This is a translation/cross-posting from my chronicle at zipper.se
SharePoint is, as you might know, the fastest growing server product in the history of Microsoft, but still, I very often get the question from customers: What shall we use SharePoint for? The question is as justified as correct put. Why should we use SharePoint? What’s the business use?

Let’s skip the tech-talk for a while, after all the technique is not the tricky part here (or am I just getting spoiled from all great tech-guys that solves all the tricky things for me?)

One of SharePoint’s strengths tends often to be its weakness. What I mean is that SharePoint as a platform offers so many different possibilities that the business (or IT for that matter) doesn’t know where to start. By experience, I’m fully convinced that in more or less every department within a company, no matter what kind of business or size, can improve processes, routines or their way of working with help from a solution built on SharePoint and by that increase the productivity. Because that’s what it’s all about. Increased productivity.

When the IT department decides to change from Windows XP to Windows Vista or to upgrade the Office suite t 2007, the business case is often built on, more secured and stable environment, standardizing or the maintenance agreement from Microsoft or third-party vendors is about to end. But it’s very unusually built on better productivity for the Information Workers, people like you and me.

So, how can SharePoint contribute to increased productivity?
That’s a question with many answers. The first thing we need to do is to listen to the business and understand what causes frustration in their daily work and after that we can look at how best use SharePoint to support their needs.
Is it simpler sharing and access to information or the document management that needs to be better, is it a place to collaborate in projects and work with task lists, calendars and issue tracking? Is it an intranet or extranet solution with possibilities to approve the information with an automated workflow process before it’s released? Maybe the search needs to be improved?

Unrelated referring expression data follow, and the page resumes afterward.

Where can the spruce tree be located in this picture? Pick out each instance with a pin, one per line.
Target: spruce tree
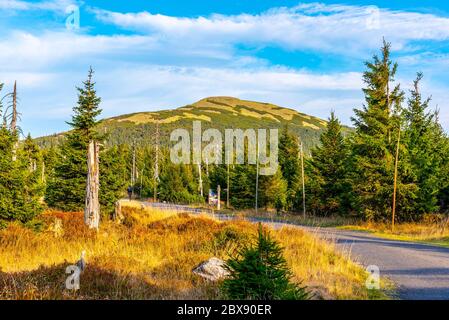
(289, 162)
(427, 148)
(327, 172)
(260, 272)
(66, 188)
(374, 141)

There are surveys that indicates that Information Workers spend as much as 9 hours a week to search for the right information and that 75% of the information is semi or completely unstructured. This is where the productivity can be improved, but the business needs help. They need help to shape their SharePoint environment so that it supports their needs and this is where it so often fails.

What happens is that it creates a gap between IT and the Information Workers. SharePoint is a relatively easy to learn as end user but what’s needed is a common way of working, an overall structure and guideline for how to work with and use the SharePoint environment.

The gap has to be closed and the solution is spelled Governance. A governance function needs to be involved from day on if not your implementation should end up in the same information and structure chaos that you came from.
Another common mistake when implementing a collaboration platform like SharePoint is that the implementation project is compared with how you implement a new application or roll out a new standard client. It does not necessarily have to be more difficult but it is a couple of different questions that needs to be handled. But whenever that is done there is no end to the possibilities, the productivity and the quality will increase.

Hopefully we will see a first beta of the next SharePoint during the end of the first quarter next year. What happens then is left to find out but SharePoint is for sure here to stay.